[MDEV-5566] Change master to using relay log - Jira

Details

Type: Task
Status: Closed (View Workflow)
Priority: Major
Resolution: Incomplete
Fix Version/s: N/A
Component/s: Replication, Storage Engine - Spider
Labels:
None

Description

Promoting a slave to master, we need to ensure that the slave get most up to date binlog events from all slaves in the cluster.
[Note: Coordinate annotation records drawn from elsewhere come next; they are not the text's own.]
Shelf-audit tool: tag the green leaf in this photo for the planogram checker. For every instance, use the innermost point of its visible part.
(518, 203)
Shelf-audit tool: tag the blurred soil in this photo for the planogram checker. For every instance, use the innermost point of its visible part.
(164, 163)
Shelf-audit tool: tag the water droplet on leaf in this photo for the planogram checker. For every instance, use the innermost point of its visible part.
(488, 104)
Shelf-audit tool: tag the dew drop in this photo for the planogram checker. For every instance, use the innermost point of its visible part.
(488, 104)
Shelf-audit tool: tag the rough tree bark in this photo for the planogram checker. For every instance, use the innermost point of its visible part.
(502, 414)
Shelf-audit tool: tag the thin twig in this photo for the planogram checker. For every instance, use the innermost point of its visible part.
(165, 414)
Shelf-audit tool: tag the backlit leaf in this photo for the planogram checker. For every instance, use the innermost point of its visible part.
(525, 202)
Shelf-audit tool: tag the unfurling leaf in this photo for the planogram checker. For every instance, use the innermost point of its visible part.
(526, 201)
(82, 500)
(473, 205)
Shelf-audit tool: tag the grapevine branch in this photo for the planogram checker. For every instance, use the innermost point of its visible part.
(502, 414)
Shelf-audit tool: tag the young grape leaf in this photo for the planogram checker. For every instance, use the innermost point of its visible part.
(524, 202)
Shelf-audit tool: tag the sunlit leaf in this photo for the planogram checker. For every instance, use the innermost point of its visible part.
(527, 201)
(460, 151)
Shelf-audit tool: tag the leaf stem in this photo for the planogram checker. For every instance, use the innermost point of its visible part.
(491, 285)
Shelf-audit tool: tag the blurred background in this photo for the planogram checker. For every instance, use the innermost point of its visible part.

Using SQL command only we must ensure to make all slaves starting at the same state.

Attachments

Issue Links

blocks

MDEV-5562 LOR Cluster

Closed

MDEV-5570 Spider to promote slave on Master Failure

Closed

Activity

Ascending order - Click to sort in descending order

Sergei Golubchik added a comment - 2015-02-18 19:50

could you elaborate on this, please?

Sergei Golubchik added a comment - 2015-02-18 19:50 could you elaborate on this, please?

VAROQUI Stephane added a comment - 2015-02-18 23:16 - edited

We need to implement a way to make each cluster node topology aware

HA group
DSN
Role : Slave, Master , Standalone
replication type (assync , semi-sync , sync )
Candidate Master

Nodes in a cluster could be instrumented from various way from plugin to external tools so a system table is probably the best here

Defining a cluster manager plugin API that can provide the nodes status

Some possible plugin implementation:

Rest external cluster manager
Corosync plugin in each node
Wsrep plugin in each node
Spider XA monitoring

When system table topology change we need to auto set the replication

This required founding the oldest gtid in the cluster, fetching all following gtid from that node , instrumenting the new master define in new topology and waiting until that master already have the oldest gtid.
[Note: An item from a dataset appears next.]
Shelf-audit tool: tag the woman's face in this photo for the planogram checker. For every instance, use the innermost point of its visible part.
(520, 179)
I propose to start the task with a SQL command that implement the replication failover based on the system table (improving the existing "server" table with a cluster name or HA group to mimic the fabric concept + additional per node status properties )

In charge to cluster manager plugin or external tools for populating that table before using the command

MHA or MariaDB rpl tools from Guillaume , have to do this manually found the topology of the replication , found the most up to date slave , wait until each slave catch up from the promoted master

Maxscale can populate such tables based on his monitoring plugin and later on trigger failover by invoking the command

First cluster manager plugin can be demonstrated on 3 nodes using spider storage engine

One of the node is instrumented with :
cluster_manager_nodes=node1,node2,node3
cluster_manager_ha_group=mycluster1
cluster_manager_ha_group_mode=master-slaves-assync
cluster_manager_director=on
cluster_manager_candidate_master=off

All other nodes
cluster_manager_nodes=node1,node2,node3
cluster_manager_ha_group=mycluster1
cluster_manager_ha_group_mode=master-slaves-assync
cluster_manager_director=off
cluster_manager_candidate_master=on

All nodes
Create a dummy heartbeat single record system table when loading the plugin

Director do
-heartbeat_spider table linking to all heartbeat table of every cluster node and replicate to all nodes in XA

Spider start to monitor the status of the heartbeat table
If the state of the connection to heartbeat table is changing spider will change is own spider_table and the plugin can change the failover server system table on every remaining nodes and trigger failover on each of those nodes
Constantly changing the status of the spider_table for the old master to check if the old master is coming back to life (this should be improved as a native spider feature to have an extra status value)
When old master back to life mark him as not accepting connections somehow , using connection pool we can set the pool to 0

We later can emprove with a rollback from gtid feature that would rollback following gtid transactions by reversing the binlog row events based on the before image. It would enable reintroducing the old master, and copying all rollbacked events to a bin-log.lost files.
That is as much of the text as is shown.